O RIO SEGUE SEU DESTINO
Com o advento prematuro da partida de tio Nondas, tia Joaninha, que sempre foi dedicada esposa e fiel companheira, passou algum tempo a frente da administração da fazenda “Mororó”, uma imensa propriedade rural extrativista que fora herdado por Epaminondas nos tempos de seus pais. No entanto, em 1986, a pedido de seus filhos que residiam na capital, tia Joaninha se obrigou a fixar domicilio definitivo em Manaus. As recordações que enchiam de alegrias seu coração eram as mesmas que logo se revertiam em dor com as doces lembranças mergulhadas na profunda saudade que sentia de seu querido e amado companheiro de tantos anos. Tendo quase todos os filhos morando em Manaus, com exceção da querida prima Jany, o fato da saudade intensa que aquele lugar provocava nela, a casa, o comercio, a rua em que morava, o cheiro do mato e do vento que trazia o rio para dentro de casa, tudo isso lhe trazia um sentimento de saudade intensa daquele que em vida fora sua alma gêmea. Dentre outras coisas somando-se a tudo isso acabou por decidir ir morar com os filhos.
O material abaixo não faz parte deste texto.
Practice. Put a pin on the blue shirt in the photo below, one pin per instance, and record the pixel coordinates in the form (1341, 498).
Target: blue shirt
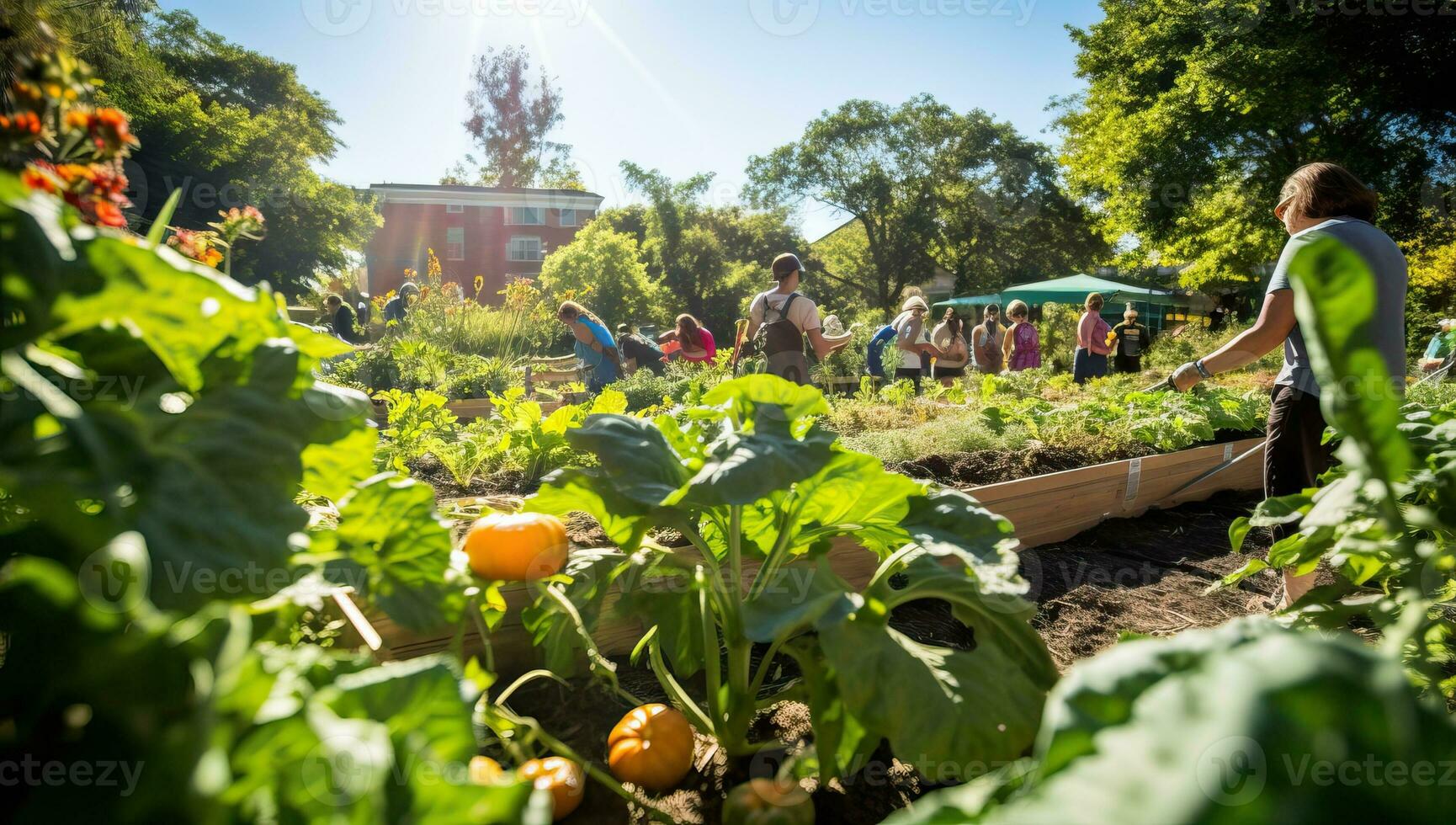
(604, 368)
...E “Agora, que faço eu da vida sem você? / Você não me ensinou a te esquecer. / Você só me ensinou a te querer, / e te querendo eu vou tentando te encontrar”. Talvez este poema de Fernando Mendes e José Wilson Lucas (1979), possa retratar o grito mudo que ecoou entre os choques de sentimentos de tia Joaninha até o dia em que ela também teve que partir.
Tia Joaninha nasceu na terra de sua mãe, Benjamim Constant (AM), em uma quarta-feira do dia 19 de fevereiro de 1919, era filha do peruano Lázaro Anaquirí Cauassa, e de dona Eleotina Ipuxima Cauassa que era descendente de pai japonês e mãe peruana. Chegou à Freguesia de Fonte Boa em 1922, e lá se estabeleceu com sua família. Viveu intensamente até 95 anos de idade. No o rude dissabor da vida, vivenciou a perda de alguns de seus filhos, uns ainda no ventre, outros na infante idade. Chorou também pela partida prematura do seu querido Sósthenes tirado de nosso convívio no vigor de sua maturidade. O dia de sua chamada ao Plano Superior se deu no dia 18 de setembro de 2014. Cumpriu sua missão. Deixou em nosso convívio uma família maravilhosa, fruto do amor que teve com seu inesquecível Epaminondas, um homem simples, humilde, digno e bondoso, preceitos que seus filhos e descendentes jamais deixaram perecer, vez que esses tesouros receberam como herança.
Esta crônica cumpriu seu objetivo, reverenciar e promover novamente a perenidade da memória e da história de nossos antepassados, na certeza que agora estão todos vivendo eternamente como astros fúlgidos do zênite azulado de nossa eterna saudade.